Modern economics relies on the foundational principle of demand and supply, basically rise in value of a commodity tends to coincide with increased buying pressure and a reversal of the same is seen when people start selling it en masse. This phenomenon is present in every single commodity and economic unit around us including currencies. For instance, if the Reserve Bank of India purchases INR by selling USD an appreciation in INR would follow suit. However, India has been in international hot waters for doing operating the other way around. US Treasury department has put India on the currency manipulator watchlist indicating that India could be intentionally devaluing its currency to garner an unfair advantage. This conclusion was reached after India failed the three benchmarks to judge currency manipulators.
1- Bilateral trade surplus with US exceeding $20 Billion
In essence trade surplus is an indicator of the ratio of import and export done by two countries. Essentially India currently exports more to the United States than it imports. US flags such behaviour as that of currency manipulation as it hurts the local economy in America and thus agains’t their national interest. Between June 2019 and June 2020 this threshold of $ 20 Billion has been breached.
2- Current account surplus minimum of 3% GDP
Exports increasing import rates is a sign that devalued currency is being used to dump cheap exports abroad. This is a trend developing in India and is expected to only grow with post pandemic market corrections.
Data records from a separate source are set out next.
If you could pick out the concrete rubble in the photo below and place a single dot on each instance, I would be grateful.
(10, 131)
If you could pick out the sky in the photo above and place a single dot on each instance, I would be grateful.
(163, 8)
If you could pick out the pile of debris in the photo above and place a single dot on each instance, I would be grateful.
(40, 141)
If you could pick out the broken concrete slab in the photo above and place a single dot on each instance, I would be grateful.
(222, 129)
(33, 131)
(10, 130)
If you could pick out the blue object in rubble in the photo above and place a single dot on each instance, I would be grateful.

Chief Economic Advisor, Mr. Krishnamurthy Subramanian had this to say –
“The COVID crisis is different fron typical emerging market crises (where the economy is overheated, imports exceed exports as demand outstrips domestic supply and inflation shoots up)… this is a crisis of demand primarily due to a negative shock to demand” He adds, “That is reflected in the current account surplus we may have this year. In Q1, we had a $19.8 Billion surplus and even if we do not see that kind of performance in subsequent quarters, we will still likely have a current account surplus”
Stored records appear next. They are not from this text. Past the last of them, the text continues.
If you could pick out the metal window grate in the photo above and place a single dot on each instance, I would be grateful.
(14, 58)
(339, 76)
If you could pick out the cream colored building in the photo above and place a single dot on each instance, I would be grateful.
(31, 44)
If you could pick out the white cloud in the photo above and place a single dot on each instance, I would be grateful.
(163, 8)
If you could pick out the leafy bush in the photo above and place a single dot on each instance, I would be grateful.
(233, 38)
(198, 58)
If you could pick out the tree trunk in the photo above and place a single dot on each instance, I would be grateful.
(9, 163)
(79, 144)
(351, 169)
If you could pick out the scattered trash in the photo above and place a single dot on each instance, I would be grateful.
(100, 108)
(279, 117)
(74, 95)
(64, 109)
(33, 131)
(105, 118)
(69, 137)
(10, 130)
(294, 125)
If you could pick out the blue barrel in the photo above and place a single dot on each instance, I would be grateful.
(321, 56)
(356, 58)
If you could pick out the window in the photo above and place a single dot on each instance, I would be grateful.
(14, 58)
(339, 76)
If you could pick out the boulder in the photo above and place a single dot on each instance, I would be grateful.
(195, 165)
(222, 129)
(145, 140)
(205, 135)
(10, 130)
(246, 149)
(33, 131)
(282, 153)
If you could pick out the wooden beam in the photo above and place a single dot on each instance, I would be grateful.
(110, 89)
3. Net purchases of foreign currency of 2% of GDP in 12 months
In essence this signifies quantitative superlativeness in terms of how much foreign currency a country in buying. While its considered normal market practices to ocassionally involve in such practices, but prolonged purchase of foreign currency of the country’s 2% GDP is again an indicator of currency manipulation and India has seemingly breached this metric as well.
It should however be noted that India has not been branded as a currency manipulator, merely put on the watchlist which notably also includes countries such as Germany, Italy, China, Japan, and other major economies. On the corollary this may be a sign of healthy market conditions as increase in export will cause a positive market movement on account of increased export which further amounts to increased revenues.